For people who want to spend a lot of effort tinkering: Unified’s formula is raw value = (input log-probability) * (Linear + entropy * Conf) - (input log-probability)^2 * Quad
. Output probabilities are calculated by exponentiating the raw value
, and normalizing the sum to 1 (called "softmax"). Negative Linear is suboptimal but allowed; you can type a negative number. It causes a negative probability slope: a token’s output probability decreases if its input probability increases. If Linear or Conf is negative, then Quad must be positive or the output will explode with junk.
Quad can't make logits 0, but it can make them low enough to no longer matter. If you want a true cutoff, then pick either a very high Top P (Nucleus 0.999) or a very low Min-P (0.0001), and order it after Unified.
Entropy measures how diverse a distribution is: it's approximately the natural logarithm of the number of choices. Thus, in Unified's formula, Conf takes effect when a token has more choices. Conf's theoretical range is between -2 * Quad and 0. Imagine a token B where the model outputs only one high-probability choice, and a token C where the model outputs many low-probability choices. You would pick Conf = -2 * Quad if you believe that each of token C's many choices are as likely to be good as token B's single choice. You would pick Conf = 0 if you believe that C has many choices because the model isn't able to pick a good choice, rather than because there are many good choices. In practice, Min-P is the limit of what makes sense, and it corresponds to Conf = -0.8 * Quad
. So keep -0.8 * Quad < Conf < 0
.
To set Conf more accurately, you would look at the Token Probabilities viewer, then mark down each token's entropy and the log-probability at which its choices start to degrade in quality. (Log-probabilities are shown by clicking Aa
in this viewer.) Then, you'd do linear regression so that Conf * entropy + constant ≈ log-probability you wrote
. Unfortunately, the bad tokens are often beyond the 30 shown tokens, so this process fails for high-entropy tokens. To measure entropy, check the log-probabilities of two tokens with a pure Conf 1.0 sampler: entropy = (difference of After log-probs) / (difference of Before log-probs)

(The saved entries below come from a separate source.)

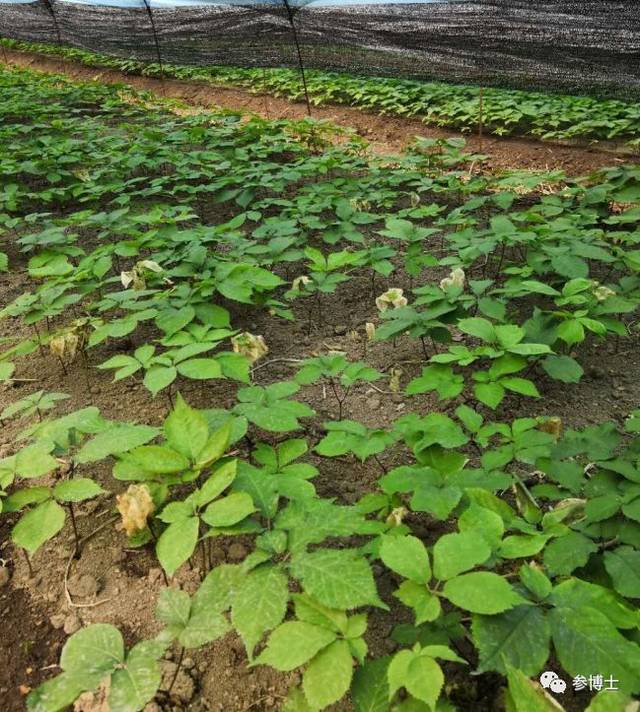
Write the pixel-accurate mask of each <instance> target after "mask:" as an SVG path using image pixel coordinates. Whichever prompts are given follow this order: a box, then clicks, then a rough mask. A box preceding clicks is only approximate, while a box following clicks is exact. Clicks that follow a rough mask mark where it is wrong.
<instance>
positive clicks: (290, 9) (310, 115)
mask: <svg viewBox="0 0 640 712" xmlns="http://www.w3.org/2000/svg"><path fill="white" fill-rule="evenodd" d="M283 2H284V6H285V8H286V10H287V18H288V19H289V24H290V25H291V31H292V32H293V41H294V42H295V45H296V52H297V53H298V65H299V67H300V76H301V77H302V86H303V88H304V98H305V101H306V102H307V114H308V115H309V116H311V102H310V101H309V89H308V87H307V77H306V75H305V71H304V62H303V60H302V50H301V49H300V41H299V39H298V30H297V29H296V25H295V22H294V17H295V14H294V11H293V8H292V7H291V5H290V4H289V0H283Z"/></svg>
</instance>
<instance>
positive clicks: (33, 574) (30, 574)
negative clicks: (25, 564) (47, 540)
mask: <svg viewBox="0 0 640 712" xmlns="http://www.w3.org/2000/svg"><path fill="white" fill-rule="evenodd" d="M22 553H23V554H24V558H25V560H26V562H27V567H28V569H29V578H33V576H34V573H33V566H31V559H30V558H29V554H28V553H27V550H26V549H23V550H22Z"/></svg>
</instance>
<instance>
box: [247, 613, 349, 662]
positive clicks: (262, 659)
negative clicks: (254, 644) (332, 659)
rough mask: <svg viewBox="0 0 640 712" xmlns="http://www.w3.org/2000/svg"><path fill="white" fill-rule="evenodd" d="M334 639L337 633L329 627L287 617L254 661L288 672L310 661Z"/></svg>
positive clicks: (269, 638)
mask: <svg viewBox="0 0 640 712" xmlns="http://www.w3.org/2000/svg"><path fill="white" fill-rule="evenodd" d="M335 639H336V634H335V633H334V632H332V631H330V630H328V629H327V628H321V627H319V626H317V625H312V624H311V623H305V622H303V621H288V622H287V623H283V624H282V625H281V626H279V627H278V628H276V629H275V630H274V631H273V632H272V633H271V635H270V636H269V640H268V641H267V647H266V648H265V649H264V651H263V652H262V653H261V654H260V655H259V656H258V657H257V658H256V660H255V663H254V664H256V665H270V666H271V667H272V668H275V669H276V670H280V672H289V671H290V670H295V669H296V668H298V667H300V666H301V665H304V664H305V663H306V662H309V660H311V659H312V658H313V657H314V656H315V655H316V654H317V653H319V652H320V651H321V650H322V649H323V648H326V647H327V646H328V645H330V644H331V643H332V642H333V641H334V640H335Z"/></svg>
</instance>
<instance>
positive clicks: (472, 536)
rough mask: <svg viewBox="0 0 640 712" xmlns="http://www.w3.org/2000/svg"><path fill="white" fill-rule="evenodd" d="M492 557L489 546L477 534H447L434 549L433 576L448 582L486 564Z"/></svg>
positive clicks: (482, 539) (443, 580)
mask: <svg viewBox="0 0 640 712" xmlns="http://www.w3.org/2000/svg"><path fill="white" fill-rule="evenodd" d="M490 556H491V549H490V547H489V545H488V544H487V542H486V541H485V539H483V538H482V537H480V536H478V535H477V534H476V533H475V532H461V533H454V534H445V535H444V536H441V537H440V538H439V539H438V541H437V542H436V543H435V545H434V547H433V575H434V576H435V577H436V578H437V579H438V580H440V581H446V580H447V579H450V578H453V577H454V576H457V575H458V574H461V573H463V572H464V571H468V570H469V569H472V568H474V567H475V566H478V565H479V564H482V563H484V562H485V561H486V560H487V559H488V558H489V557H490Z"/></svg>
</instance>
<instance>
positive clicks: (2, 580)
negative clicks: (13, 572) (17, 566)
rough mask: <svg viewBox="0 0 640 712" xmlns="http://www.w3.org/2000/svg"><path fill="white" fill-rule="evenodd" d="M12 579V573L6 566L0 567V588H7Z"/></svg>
mask: <svg viewBox="0 0 640 712" xmlns="http://www.w3.org/2000/svg"><path fill="white" fill-rule="evenodd" d="M10 578H11V572H10V571H9V569H8V568H7V567H6V566H0V588H2V587H3V586H6V585H7V584H8V583H9V579H10Z"/></svg>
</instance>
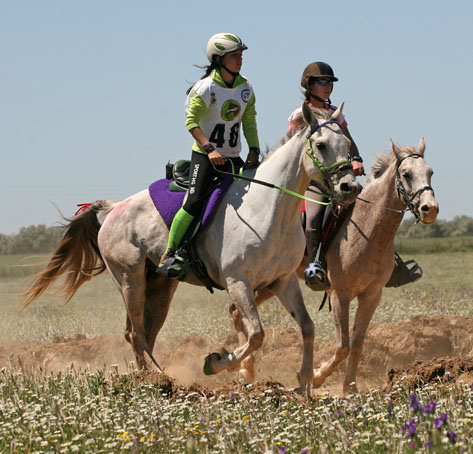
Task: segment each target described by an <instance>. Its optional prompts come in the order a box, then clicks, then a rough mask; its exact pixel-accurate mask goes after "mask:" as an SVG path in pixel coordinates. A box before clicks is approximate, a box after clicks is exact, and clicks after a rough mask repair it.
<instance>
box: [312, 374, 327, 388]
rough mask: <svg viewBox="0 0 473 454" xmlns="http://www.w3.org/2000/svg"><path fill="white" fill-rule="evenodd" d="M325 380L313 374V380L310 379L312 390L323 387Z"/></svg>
mask: <svg viewBox="0 0 473 454" xmlns="http://www.w3.org/2000/svg"><path fill="white" fill-rule="evenodd" d="M324 381H325V378H324V377H322V376H321V375H320V373H317V372H316V373H315V374H314V378H313V379H312V386H313V387H314V388H319V387H320V386H322V385H323V383H324Z"/></svg>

The goal of Unified is to map all logical sampler behavior to an understandable space. I left out some sliders for ease of use, but Unified should still outperform full sampler chains. It is built from statistics and optimization theory.
-
Mirostat's goal of perplexity control is questionable. Its method of Top-K plus Zipf is subpar. Its history tracker does not break repetitions because it does not change the slope of the top tokens. Its perplexity estimate will be distorted by high-confidence token sequences, such as idioms and character names. Do not use Mirostat.
-
Don't use Top-A. Its cutoff scales too much with the top logit. Replace it with Min-P and multiply the slider value by 1/2 or 1/3; this should be a strict improvement.
-
Tail-Free Sampling (TFS) calculates a tail of probabilities, but it is based on poor mathematics. It's also sensitive to logit quantization: insignificant changes in low probabilities cause large changes in second derivative. If TFS does something useful, Top-P would do it better with Linear X -> Top-P -> Randomness X, for some number X > 1.
-
Typical deletes both high- and low-probability tokens, which changes the order of tokens, violating Goal 5. Typical isn't given sufficient information for deleting high-probability tokens to make sense. If you for some reason really want to suppress the top logits, negative Linear is a better solution.
-
Top-K is the oldest sampler. It was created when people didn't have experience working with LLMs. It's generally obsolete except for Top-K 1, which can be used for debugging.
-
Top-P (Nucleus) was an advance over Top-K. It preserves diversity of the distribution, which is one of the two things you care about. (The other is quality.) Its good performance has been widely benchmarked, and it is the standard all samplers are compared to.
-
Min-P is a recent sampler. Although the probability of the top token is an imperfect metric of the token's certainty, Min-P works fine, and it is easy to understand.